Illinois’ Quinn: 'Financial Calamity’ Ahead, Tax Code Reform Needed

CHICAGO — Illinois Gov. Pat Quinn warned the state faces its worst “financial calamity” ever and said he would push for tax code reforms that raise revenue in a “fair way” in his state of the state address yesterday.

Quinn defended his management of the finances he inherited early last year after lawmakers ousted former Gov. Rod Blagojevich following his arrest on corruption charges. Facing a $12 billion deficit, Quinn said borrowing and other one-time measures that helped balance the state’s $54 billion fiscal 2010 budget provided the best means to maintain human services spending.

“I think we must be a decent state,” the governor said, supporting health care and human services spending. To do that he relied on “strategic borrowing when necessary” in order to get the state through a tough time.
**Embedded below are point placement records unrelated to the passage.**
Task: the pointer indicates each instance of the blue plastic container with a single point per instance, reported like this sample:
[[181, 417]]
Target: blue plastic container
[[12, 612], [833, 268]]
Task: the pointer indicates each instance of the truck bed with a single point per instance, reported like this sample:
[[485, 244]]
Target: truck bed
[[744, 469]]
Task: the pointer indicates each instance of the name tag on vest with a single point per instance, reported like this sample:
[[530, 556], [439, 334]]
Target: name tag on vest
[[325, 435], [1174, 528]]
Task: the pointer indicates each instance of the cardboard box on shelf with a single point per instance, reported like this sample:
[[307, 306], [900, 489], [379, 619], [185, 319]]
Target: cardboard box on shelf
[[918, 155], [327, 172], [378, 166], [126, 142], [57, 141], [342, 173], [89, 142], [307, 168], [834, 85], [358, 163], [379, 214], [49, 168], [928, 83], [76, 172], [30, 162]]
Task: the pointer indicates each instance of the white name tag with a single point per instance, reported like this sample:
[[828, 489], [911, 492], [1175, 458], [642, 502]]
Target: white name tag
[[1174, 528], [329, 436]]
The state last week sold $3.5 billion of bonds to cover pension payments.

Quinn said solutions to Illinois’ ongoing budget deficit would involve spending cuts and efficiencies, strategic borrowing, accessing more federal funding, and enhancing revenue, but he offered no specific details.

Quinn — who faces Comptroller Dan Hynes in the Democratic primary race for governor — last year pushed for a 50% income tax increase. Yesterday he called for reforming the state’s tax code, but offered no additional specifics, saying he wanted “to find a fair way to raise tax revenue from a fair tax code” that would provide relief for lower income earners.
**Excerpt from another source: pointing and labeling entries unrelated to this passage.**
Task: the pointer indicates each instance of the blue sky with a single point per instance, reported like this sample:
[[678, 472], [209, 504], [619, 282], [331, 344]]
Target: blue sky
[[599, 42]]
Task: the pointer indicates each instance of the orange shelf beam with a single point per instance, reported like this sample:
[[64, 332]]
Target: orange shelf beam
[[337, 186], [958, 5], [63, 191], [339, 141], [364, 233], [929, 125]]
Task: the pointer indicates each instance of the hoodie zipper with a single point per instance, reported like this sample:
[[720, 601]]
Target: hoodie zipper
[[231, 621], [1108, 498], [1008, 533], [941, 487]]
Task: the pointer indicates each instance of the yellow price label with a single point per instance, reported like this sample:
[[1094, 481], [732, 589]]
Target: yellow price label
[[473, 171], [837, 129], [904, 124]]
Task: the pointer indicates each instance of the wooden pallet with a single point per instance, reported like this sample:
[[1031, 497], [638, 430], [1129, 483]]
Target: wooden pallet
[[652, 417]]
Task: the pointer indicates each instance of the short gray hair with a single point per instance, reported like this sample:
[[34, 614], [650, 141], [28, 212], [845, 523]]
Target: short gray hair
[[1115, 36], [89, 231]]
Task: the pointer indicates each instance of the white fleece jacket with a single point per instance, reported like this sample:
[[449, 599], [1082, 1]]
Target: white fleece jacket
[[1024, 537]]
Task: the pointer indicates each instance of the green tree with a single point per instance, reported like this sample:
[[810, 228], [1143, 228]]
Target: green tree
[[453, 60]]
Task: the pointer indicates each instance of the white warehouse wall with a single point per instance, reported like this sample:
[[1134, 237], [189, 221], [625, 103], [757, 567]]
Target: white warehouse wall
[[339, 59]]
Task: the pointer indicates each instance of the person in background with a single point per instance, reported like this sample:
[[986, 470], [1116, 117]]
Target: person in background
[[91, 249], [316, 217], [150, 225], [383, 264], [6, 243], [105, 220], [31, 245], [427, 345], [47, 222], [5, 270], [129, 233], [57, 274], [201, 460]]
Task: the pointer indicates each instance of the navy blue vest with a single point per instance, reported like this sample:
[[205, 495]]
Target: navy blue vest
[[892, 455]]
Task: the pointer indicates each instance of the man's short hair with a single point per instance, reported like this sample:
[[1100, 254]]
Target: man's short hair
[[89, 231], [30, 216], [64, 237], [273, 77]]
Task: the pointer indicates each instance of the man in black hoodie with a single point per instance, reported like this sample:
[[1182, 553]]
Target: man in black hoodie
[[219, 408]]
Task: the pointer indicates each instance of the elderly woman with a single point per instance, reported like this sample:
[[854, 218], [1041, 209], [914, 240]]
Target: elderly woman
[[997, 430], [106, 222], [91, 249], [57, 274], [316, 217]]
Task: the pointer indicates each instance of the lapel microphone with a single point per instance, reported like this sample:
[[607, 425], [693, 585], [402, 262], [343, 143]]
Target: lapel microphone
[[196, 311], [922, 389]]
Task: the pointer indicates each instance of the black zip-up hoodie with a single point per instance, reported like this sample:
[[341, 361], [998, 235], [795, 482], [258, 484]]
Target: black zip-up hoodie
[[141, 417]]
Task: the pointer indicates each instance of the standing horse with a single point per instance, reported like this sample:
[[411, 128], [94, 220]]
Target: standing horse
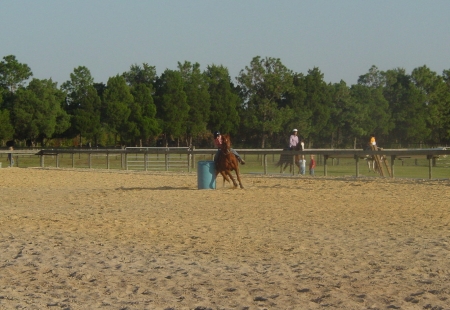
[[286, 160], [227, 162]]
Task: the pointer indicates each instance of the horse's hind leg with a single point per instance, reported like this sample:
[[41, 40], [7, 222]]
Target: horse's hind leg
[[225, 177], [232, 179], [239, 178]]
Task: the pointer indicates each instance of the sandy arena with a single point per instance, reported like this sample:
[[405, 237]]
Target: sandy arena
[[97, 239]]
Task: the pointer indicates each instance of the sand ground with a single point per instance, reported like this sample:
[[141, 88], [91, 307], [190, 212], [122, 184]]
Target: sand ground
[[97, 239]]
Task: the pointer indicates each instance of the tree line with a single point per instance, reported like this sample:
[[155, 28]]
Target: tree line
[[259, 108]]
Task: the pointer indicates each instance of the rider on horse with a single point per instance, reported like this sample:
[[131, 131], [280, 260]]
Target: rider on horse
[[218, 143]]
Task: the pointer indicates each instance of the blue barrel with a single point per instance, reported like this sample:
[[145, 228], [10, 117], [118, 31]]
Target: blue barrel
[[206, 175]]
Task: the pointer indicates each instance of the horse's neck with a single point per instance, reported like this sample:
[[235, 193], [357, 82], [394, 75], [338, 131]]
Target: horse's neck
[[225, 149]]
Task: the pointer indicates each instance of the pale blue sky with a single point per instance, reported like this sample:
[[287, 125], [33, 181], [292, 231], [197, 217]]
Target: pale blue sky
[[343, 38]]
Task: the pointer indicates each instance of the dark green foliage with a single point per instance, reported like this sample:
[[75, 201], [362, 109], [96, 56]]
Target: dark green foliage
[[184, 106]]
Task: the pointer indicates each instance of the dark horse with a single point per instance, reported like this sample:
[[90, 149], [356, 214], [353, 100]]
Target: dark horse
[[286, 160], [227, 162]]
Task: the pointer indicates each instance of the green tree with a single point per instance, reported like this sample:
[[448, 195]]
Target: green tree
[[171, 104], [263, 85], [83, 104], [319, 102], [13, 74], [437, 102], [143, 122], [140, 75], [407, 104], [224, 99], [298, 115], [6, 128], [37, 112], [143, 114], [197, 97], [117, 103], [348, 116]]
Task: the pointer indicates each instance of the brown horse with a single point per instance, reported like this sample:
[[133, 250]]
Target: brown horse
[[286, 160], [227, 162]]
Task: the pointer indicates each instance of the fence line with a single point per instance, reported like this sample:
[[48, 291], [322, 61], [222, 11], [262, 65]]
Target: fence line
[[189, 155]]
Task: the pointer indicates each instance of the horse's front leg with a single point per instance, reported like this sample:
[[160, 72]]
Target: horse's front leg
[[225, 178], [239, 178], [232, 179]]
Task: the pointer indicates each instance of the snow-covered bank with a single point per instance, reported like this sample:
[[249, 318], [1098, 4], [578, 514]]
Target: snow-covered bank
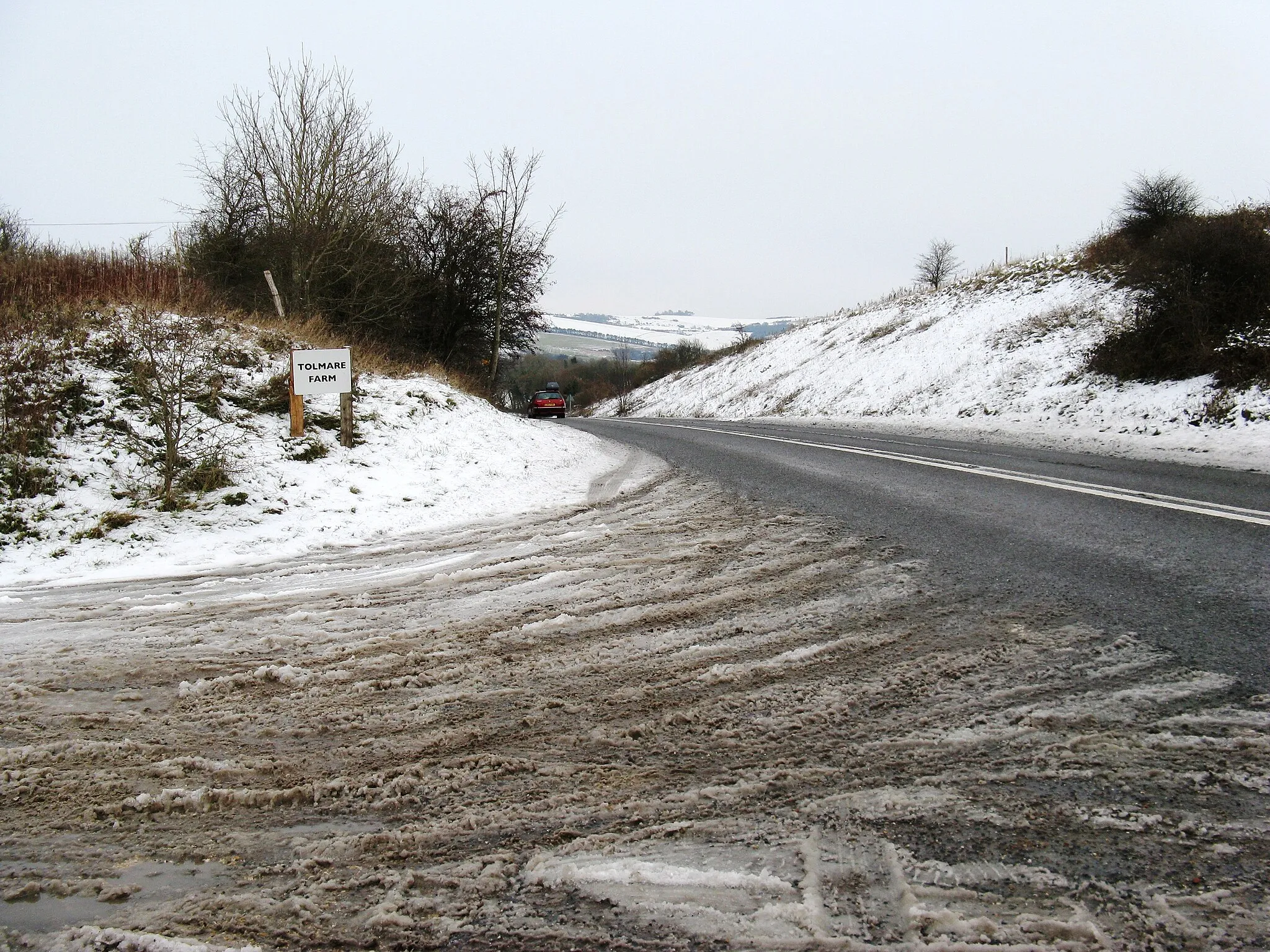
[[998, 356], [429, 456]]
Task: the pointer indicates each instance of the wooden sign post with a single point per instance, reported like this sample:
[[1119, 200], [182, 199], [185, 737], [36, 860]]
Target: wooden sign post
[[298, 404], [323, 372]]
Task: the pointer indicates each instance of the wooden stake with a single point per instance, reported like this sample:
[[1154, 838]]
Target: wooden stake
[[298, 403], [273, 289], [346, 419]]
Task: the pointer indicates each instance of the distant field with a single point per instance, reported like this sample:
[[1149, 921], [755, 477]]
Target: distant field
[[586, 348]]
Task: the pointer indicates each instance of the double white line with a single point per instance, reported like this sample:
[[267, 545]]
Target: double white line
[[1090, 489]]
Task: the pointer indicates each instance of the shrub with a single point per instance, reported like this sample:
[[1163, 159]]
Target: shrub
[[309, 451], [1201, 296], [109, 522], [208, 474]]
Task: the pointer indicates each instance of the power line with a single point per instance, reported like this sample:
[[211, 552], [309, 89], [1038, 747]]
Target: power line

Quinn praised lawmakers for passing a measure that will allow Illinois to issue $250 million of bonds to leverage additional federal funds and down a backlog of Medicaid bills. While the bill passed the House, but is still pending in the Senate. The state has $5.1 billion in unpaid bills and Hynes recently rejected Quinn’s proposal to issue $500 million of general obligation certificates for cash-flow purposes. Such cash-flow issues must be approved by the state’s treasurer and comptroller.
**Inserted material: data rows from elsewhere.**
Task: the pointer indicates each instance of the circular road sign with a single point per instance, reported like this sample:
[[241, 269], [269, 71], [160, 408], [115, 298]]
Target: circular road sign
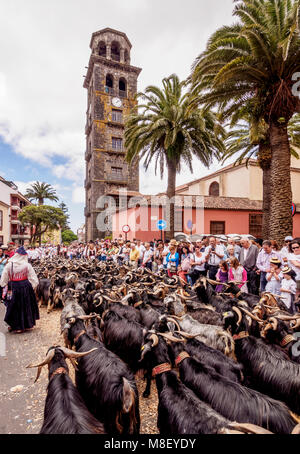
[[190, 224], [161, 225]]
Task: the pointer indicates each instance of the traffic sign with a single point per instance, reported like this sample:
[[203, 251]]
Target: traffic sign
[[161, 225]]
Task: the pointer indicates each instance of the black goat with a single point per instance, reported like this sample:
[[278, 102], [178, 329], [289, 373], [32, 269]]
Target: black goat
[[277, 332], [65, 412], [230, 399], [125, 339], [179, 410], [104, 381], [269, 369], [223, 365]]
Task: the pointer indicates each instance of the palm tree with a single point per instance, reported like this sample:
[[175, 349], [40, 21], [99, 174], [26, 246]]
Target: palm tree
[[40, 192], [64, 209], [254, 62], [252, 140], [171, 131]]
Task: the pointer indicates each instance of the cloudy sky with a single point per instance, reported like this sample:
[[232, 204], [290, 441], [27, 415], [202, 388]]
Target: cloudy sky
[[44, 48]]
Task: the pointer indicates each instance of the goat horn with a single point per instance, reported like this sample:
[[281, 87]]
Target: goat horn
[[237, 311], [170, 337], [295, 324], [187, 335], [251, 315], [170, 319], [85, 317], [47, 360], [287, 318], [72, 354], [154, 339], [249, 428]]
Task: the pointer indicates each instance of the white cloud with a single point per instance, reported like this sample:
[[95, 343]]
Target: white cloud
[[43, 59], [78, 195]]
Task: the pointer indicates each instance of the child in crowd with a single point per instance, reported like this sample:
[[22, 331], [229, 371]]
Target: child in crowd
[[222, 275], [288, 289], [274, 277], [238, 273]]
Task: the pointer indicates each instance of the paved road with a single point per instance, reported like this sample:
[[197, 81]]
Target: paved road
[[22, 412]]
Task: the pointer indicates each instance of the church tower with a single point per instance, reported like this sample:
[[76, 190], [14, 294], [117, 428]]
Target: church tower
[[111, 82]]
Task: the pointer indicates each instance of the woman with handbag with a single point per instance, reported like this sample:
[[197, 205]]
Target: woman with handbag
[[198, 265], [172, 261], [185, 263], [22, 308]]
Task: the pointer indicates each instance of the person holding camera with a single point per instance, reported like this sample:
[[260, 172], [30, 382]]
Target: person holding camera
[[214, 254]]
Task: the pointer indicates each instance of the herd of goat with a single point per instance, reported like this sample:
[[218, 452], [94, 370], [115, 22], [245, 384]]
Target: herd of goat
[[222, 363]]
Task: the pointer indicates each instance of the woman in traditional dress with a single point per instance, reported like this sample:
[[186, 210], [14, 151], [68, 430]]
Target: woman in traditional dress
[[22, 308]]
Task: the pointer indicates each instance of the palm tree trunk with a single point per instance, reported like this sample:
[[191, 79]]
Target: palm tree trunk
[[171, 195], [281, 221], [264, 159]]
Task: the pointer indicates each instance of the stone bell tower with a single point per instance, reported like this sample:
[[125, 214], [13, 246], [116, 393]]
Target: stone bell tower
[[111, 82]]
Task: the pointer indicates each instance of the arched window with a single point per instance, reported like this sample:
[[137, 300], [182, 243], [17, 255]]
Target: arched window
[[109, 84], [126, 56], [122, 87], [115, 51], [214, 189], [102, 49]]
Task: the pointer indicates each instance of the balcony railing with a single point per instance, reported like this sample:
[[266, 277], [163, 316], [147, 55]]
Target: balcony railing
[[109, 90], [117, 177], [117, 117]]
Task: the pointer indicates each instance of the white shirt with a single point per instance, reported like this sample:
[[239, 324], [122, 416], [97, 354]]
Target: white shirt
[[141, 249], [288, 285], [294, 257], [147, 255], [166, 250], [213, 258], [200, 262]]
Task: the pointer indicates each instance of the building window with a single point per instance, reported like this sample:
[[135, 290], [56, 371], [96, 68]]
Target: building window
[[117, 116], [214, 189], [117, 143], [255, 225], [117, 173], [122, 88], [217, 227]]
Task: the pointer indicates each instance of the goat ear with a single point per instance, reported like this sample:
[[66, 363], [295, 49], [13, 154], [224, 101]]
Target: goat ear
[[128, 396]]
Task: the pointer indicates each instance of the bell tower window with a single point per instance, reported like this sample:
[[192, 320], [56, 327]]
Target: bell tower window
[[115, 51]]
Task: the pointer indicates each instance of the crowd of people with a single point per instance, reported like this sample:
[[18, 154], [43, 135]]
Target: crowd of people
[[255, 266]]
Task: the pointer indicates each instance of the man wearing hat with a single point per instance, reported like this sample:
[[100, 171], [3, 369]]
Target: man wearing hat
[[274, 277], [22, 309], [214, 254], [263, 262], [285, 251], [288, 289]]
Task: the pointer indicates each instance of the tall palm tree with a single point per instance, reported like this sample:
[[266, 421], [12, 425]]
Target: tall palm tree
[[254, 61], [40, 192], [251, 140], [171, 131]]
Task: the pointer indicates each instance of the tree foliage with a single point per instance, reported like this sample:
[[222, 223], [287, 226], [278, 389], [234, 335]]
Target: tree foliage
[[40, 192], [68, 236], [42, 218]]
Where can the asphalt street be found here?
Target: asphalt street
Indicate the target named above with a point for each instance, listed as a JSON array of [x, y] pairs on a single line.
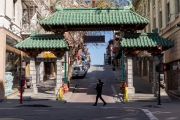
[[79, 105]]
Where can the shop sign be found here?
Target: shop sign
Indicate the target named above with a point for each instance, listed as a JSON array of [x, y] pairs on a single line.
[[94, 39], [46, 59]]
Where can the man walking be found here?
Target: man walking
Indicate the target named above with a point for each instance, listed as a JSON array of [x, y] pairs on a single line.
[[99, 92]]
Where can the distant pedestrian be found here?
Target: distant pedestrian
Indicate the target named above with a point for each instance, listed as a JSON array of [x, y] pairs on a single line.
[[99, 92]]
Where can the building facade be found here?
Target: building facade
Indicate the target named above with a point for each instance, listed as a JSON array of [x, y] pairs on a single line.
[[17, 19], [164, 15]]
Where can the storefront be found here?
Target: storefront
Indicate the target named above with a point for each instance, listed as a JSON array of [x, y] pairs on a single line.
[[10, 62]]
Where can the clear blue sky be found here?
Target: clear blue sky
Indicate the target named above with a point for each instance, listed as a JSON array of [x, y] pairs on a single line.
[[97, 52]]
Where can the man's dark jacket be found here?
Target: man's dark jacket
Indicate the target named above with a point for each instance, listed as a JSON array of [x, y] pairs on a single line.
[[99, 87]]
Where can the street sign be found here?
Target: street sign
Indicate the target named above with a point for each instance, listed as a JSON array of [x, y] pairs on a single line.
[[94, 39]]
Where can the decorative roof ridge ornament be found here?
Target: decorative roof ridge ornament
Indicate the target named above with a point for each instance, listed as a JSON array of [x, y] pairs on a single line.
[[155, 30], [130, 6], [100, 4], [33, 33], [57, 5]]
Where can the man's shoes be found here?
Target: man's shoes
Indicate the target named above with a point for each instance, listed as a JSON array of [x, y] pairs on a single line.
[[104, 104]]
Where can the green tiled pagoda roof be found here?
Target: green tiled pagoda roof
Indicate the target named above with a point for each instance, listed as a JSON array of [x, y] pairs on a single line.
[[43, 41], [93, 16], [144, 40]]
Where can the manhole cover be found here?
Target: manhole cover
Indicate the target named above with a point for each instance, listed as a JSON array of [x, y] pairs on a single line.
[[152, 106], [35, 105]]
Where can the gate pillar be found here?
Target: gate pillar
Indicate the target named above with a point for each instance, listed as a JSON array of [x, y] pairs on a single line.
[[33, 74], [58, 74], [131, 89]]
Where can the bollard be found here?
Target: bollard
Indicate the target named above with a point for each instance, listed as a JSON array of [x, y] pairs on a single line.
[[60, 94], [126, 94]]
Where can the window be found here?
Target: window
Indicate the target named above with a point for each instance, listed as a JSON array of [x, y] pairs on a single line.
[[153, 2], [160, 20], [168, 13]]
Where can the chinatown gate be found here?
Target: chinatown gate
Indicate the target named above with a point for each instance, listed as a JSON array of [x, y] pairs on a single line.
[[76, 18]]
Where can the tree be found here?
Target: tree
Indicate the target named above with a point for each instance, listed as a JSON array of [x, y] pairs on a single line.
[[75, 38]]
The bonding authorization approved by lawmakers would fall under Illinois’ Healthcare Provider Relief Fund program, which was enacted to leverage additional Medicaid funds through a tax on hospital revenues. The bonds must be sold in the current fiscal year and repaid within one year after their issuance.

Quinn also used the occasion to tout his accomplishments, including passage of new ethics rules and a $31 billion capital program that he said would create more than 439,000 jobs over the next six years. He pledged to promote job growth through construction.

“I want to be the building governor. I want to build more things across our state, more good things, than any other governor,” he told lawmakers.

Illinois has suffered a round of rating downgrades, with analysts citing as factors the liquidity crisis, the state’s overall poor economic performance, its reliance on non-recurring revenues to deal with a $12 billion deficit going into fiscal 2010 last spring, and its ongoing structural budget deficit. The state faces an estimated $12 billion deficit again that must be addressed in the fiscal 2011 budget Quinn will unveil in the coming months.

Lawmakers began a new session this week, but they won’t again return again to the capital until after the Feb. 2 primary. Meanwhile, the state faces a record bill backlog and the looming repayment of $2.25 billion of cash-flow notes.

Revenue for the fiscal year to date continues to falter. Corporate income taxes fell 16.3%, sales taxes are down 12.6%, and individual income taxes are down 7.6% over figures for the same time last year. The state’s mammoth unfunded pension liability of $79 billion is another negative burden putting pressure on Quinn and lawmakers to take up reforms this year.

Fitch Ratings rates the state A and has it on negative watch, Moody’s Investors Service rates it A2 with a negative outlook. Standard & Poor’s rates it A-plus with a negative outlook.